Marlowe half smiled in that mercurial way of his. ‘Not this morning, William. I just thought I’d wander the river for a while. Helps me think. You?’ He turned to face his employer, never forgetting for a moment why he was really here.

‘We’ve been invited to his Lordship’s again.’ Shelley smiled with all the bonhomie at his disposal. ‘No doubt we’ll attend divine service in the castle.’

‘No doubt you will.’ Marlowe smiled back and he watched them go, walking in line abreast up the hill, little Bessie leaping and pirouetting on her pattens, Jane glancing back at the black-cloaked figure at the bridge head. The church bell was still clashing and clanging and the bright cross-crosslet flag of the Howards snapped in the stiff breeze overhead.

‘You’re quiet tonight, Kit.’ Catherine Shelley looked up from her embroidery at the tutor. For a moment, he didn’t react, but then he raised his head and smiled gently at her.

‘I’m sorry. I’m thinking.’ He sat himself up and rubbed his hands together. ‘What were you saying?’ He looked at her in the firelight, her candle throwing its light on to the handiwork on her lap. She tipped her head to one side and tutted softly. ‘What?’ The laugh in his voice turned her heart to water. She had been aware all day that she should store images of Master Marlowe, the tutor, the poet, away against the day. If she could only keep one, that would be it. The eyebrow raised, the mouth smiling uncertainly, the laughing word held on the air.

‘I hadn’t said anything,’ she said, smiling back at him, ‘except to say you are quiet tonight.’

‘I’m sorry,’ he said. ‘I hadn’t meant to be a curmudgeon. I just have a lot of planning to do, with… with the journey and other things.’

‘Back to Cambridge? You’ll take a horse, won’t you? William has offered you a horse?’

He shook his head. ‘That is too much. And anyway, how could I get it back to you?’

‘There would be no need,’ she said. ‘Let it be a gift from the girls. They will miss you so much, Kit.’ She paused and a blush crept up her neck. ‘I will miss you.

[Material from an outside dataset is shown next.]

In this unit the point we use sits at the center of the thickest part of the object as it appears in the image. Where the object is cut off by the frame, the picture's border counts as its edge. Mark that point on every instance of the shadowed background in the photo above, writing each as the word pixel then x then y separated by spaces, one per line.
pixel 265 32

You are company for me in the evenings. William is…’

‘Your husband is a busy man,’ Marlowe finished the sentence for her. ‘Often away, I know.’

She looked at him, her head cocked on one side. ‘He is here and there, Kit, here and there.’ She looked down at her lap and twisted her hands together. ‘I want to ask you something.’

‘Well, I’ll answer you if I can.’ His heart beat so that he thought she must surely be able to hear it. In his life of ducking and weaving, of fantasy and half truth, he had never had to lie to someone so innocent before. His usual dealings were with men who would kill a queen for the sake of a pope, kill thousands for the sake of an ideal. This was different. He waited.

‘Can I have a portrait of you?’ The words came out in a rush. ‘The girls would like it.’

‘I have no portrait to give you,’ he said. He hoped the relief didn’t show on his face. Although he could dissemble with words, he was still working on keeping his emotions from view and wasn’t sure he always succeeded.

‘I have been… well, as you know, I like to sketch. I had lessons when I still lived at my father’s house, before I married William and the girls were born. My teacher is quite famous now, at Court; my Uncle George – George Gower, I don’t know whether you have heard of him…’ Catherine Shelley knew she was babbling, but couldn’t seem to stop.

‘I have heard of him, yes,’ he said. ‘You sound as though your childhood was very happy.’

‘Oh, it was.’ Her eyes lit up. ‘The girls and I still go sometimes back to my parents’ house. My brother has it now, of course, but we still have a suite of rooms there.’ She smiled at the recollection. ‘It’s in Yorkshire. It’s good for the girls to run free sometimes. Life is very…’

‘Confined.’ He watched her carefully. A question he had wanted to ask her had been answered. When the time came for her husband to be scooped up by Walsingham’s men, she would have a roof over her head and the girls would have somewhere to run free.

She nodded her head once. ‘Yes. You know us so well, Kit.’ She turned as she heard the door of her husband’s study open. He called for his steward and the man’s hurrying footsteps echoed through the hall. ‘He will have finished his business soon,’ she said, leaning forward and making Marlowe a conspirator in her plan. ‘So, quickly, Kit, can I send my sketches to Uncle George, to have a portrait made of you? For the girls?’